Fachin vê avanços do Rio contra letalidade policial, mas amplia exigências na ADPF das Favelas

    Relator propôs, entre outras coisas, que seja criado um comitê com participação civil para acompanhamento do plano de redução das mortes cometidas por policiais. Julgamento foi suspenso sem os votos dos demais ministros

    Na sessão do STF, propôs criação de comitê com participação da sociedade civil para acompanhamento do plano de redução da letalidade | Foto: Fernando Frazão/Agência Brasil

    O Supremo Tribunal Federal (STF) retomou, na tarde desta quarta-feira (5/2), o julgamento da Ação de Descumprimento de Preceito Fundamental 635, conhecida como “ADPF das Favelas”. O processo tramita desde 2019, ajuizado pelo PSB contra o Estado do Rio de Janeiro para que fossem adotadas medidas de redução da letalidade policial — que afeta especialmente a população negra e das comunidades.

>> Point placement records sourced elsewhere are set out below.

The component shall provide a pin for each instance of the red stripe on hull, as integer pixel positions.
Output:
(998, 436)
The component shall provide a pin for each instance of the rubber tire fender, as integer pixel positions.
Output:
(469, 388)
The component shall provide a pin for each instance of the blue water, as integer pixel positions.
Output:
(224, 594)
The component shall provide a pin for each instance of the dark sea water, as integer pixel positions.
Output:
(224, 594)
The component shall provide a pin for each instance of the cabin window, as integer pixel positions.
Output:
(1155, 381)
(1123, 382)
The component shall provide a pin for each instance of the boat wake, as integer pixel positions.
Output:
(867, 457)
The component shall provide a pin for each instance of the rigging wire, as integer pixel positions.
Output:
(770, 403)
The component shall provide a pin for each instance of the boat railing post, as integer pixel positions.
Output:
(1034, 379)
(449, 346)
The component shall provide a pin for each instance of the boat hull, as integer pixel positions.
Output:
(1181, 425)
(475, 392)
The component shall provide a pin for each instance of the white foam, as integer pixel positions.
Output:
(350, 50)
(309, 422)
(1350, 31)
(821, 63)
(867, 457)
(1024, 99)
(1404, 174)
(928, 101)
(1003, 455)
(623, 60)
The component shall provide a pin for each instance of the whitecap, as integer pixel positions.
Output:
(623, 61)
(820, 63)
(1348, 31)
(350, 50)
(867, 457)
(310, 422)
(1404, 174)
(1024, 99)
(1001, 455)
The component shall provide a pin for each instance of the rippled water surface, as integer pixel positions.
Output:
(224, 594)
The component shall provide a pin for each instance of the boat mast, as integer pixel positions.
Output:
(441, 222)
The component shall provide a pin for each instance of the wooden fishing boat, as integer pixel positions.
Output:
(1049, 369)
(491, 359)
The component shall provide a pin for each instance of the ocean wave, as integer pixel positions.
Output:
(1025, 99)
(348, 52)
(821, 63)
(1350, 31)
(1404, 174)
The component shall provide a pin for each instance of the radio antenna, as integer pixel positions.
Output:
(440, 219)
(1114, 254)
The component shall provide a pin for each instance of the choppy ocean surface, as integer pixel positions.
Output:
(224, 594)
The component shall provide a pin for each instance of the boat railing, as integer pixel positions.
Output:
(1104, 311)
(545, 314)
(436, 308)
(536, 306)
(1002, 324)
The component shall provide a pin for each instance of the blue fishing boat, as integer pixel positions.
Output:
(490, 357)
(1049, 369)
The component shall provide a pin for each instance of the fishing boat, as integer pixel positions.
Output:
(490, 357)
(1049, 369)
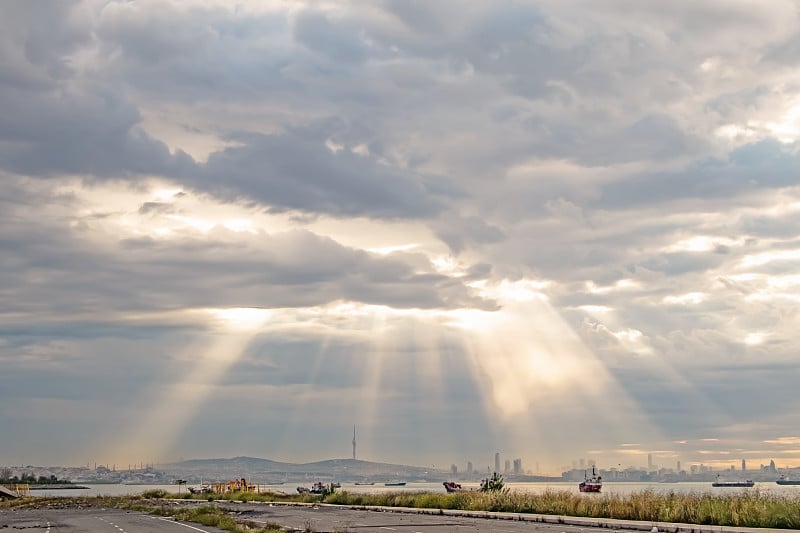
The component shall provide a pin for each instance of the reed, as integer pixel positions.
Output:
(746, 509)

    A sessão de retomada foi toda preenchida pela leitura do voto do ministro Edson Fachin, relator da ação. Ele avaliou que o Estado empenhou avanços durante a tramitação do processo, mas disse entender que ainda persiste um estado de coisas inconstitucional na política de segurança pública no Rio de Janeiro.

    Leia mais: Artigo | A ADPF das Favelas e a luta por uma perícia independente e autônoma

    No andamento da ação, Fachin havia determinado que o Estado do Rio elaborasse um plano para reduzir as mortes por policiais, decisão confirmada pelos demais ministros posteriormente. Agora, ele propôs a homologação apenas parcial do plano apresentado, exigindo que sejam adotadas medidas adicionais. O restante do Plenário ainda deverá definir se acompanha o relator ou se abre divergência. O julgamento foi suspenso ao final da leitura do voto de Fachin, e ainda não há previsão de quando será retomado.

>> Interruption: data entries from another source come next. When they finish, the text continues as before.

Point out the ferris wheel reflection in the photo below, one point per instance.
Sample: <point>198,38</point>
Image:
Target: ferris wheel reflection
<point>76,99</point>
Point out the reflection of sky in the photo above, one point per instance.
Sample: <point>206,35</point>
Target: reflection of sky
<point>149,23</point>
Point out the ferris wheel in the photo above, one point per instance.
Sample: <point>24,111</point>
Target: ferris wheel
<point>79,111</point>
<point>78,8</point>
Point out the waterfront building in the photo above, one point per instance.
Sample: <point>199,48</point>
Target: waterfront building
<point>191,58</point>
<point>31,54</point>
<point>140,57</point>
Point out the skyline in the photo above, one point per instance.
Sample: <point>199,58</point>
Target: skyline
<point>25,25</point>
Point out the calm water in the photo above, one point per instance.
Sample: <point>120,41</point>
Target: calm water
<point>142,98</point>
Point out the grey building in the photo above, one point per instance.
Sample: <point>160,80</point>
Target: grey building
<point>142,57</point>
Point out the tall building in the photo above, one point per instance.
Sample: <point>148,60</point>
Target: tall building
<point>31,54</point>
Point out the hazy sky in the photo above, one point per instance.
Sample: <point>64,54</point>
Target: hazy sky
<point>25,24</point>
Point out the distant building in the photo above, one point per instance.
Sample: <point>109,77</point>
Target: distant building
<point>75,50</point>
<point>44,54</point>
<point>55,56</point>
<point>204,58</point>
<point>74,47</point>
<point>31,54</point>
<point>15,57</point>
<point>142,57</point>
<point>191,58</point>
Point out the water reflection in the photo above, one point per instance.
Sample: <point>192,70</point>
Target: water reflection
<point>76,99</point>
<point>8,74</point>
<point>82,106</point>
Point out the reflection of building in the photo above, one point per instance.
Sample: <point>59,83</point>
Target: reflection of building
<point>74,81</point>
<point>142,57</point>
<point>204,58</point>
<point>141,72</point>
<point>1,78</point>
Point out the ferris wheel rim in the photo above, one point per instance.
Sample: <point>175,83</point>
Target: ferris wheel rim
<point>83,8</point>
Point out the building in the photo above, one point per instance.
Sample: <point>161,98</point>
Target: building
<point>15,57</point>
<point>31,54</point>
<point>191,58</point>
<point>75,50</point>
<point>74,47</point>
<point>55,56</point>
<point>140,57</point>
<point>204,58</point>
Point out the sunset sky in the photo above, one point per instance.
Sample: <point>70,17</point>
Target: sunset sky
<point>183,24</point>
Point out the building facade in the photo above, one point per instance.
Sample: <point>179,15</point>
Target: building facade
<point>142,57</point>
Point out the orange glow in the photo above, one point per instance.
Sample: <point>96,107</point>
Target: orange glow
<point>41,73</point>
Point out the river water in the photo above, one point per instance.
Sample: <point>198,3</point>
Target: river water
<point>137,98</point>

    Comitê civil e perícia independente

    Entre as medidas adicionais propostas por Fachin, está a determinação para que o Estado crie um comitê com participação da sociedade civil para acompanhamento do plano de redução da letalidade policial. Ele também propôs que o Rio regulamente, em até 180 dias, o afastamento preventivo de agentes de segurança envolvidos em mais de uma ocorrência com morte decorrente de intervenção policial em período menor que um ano.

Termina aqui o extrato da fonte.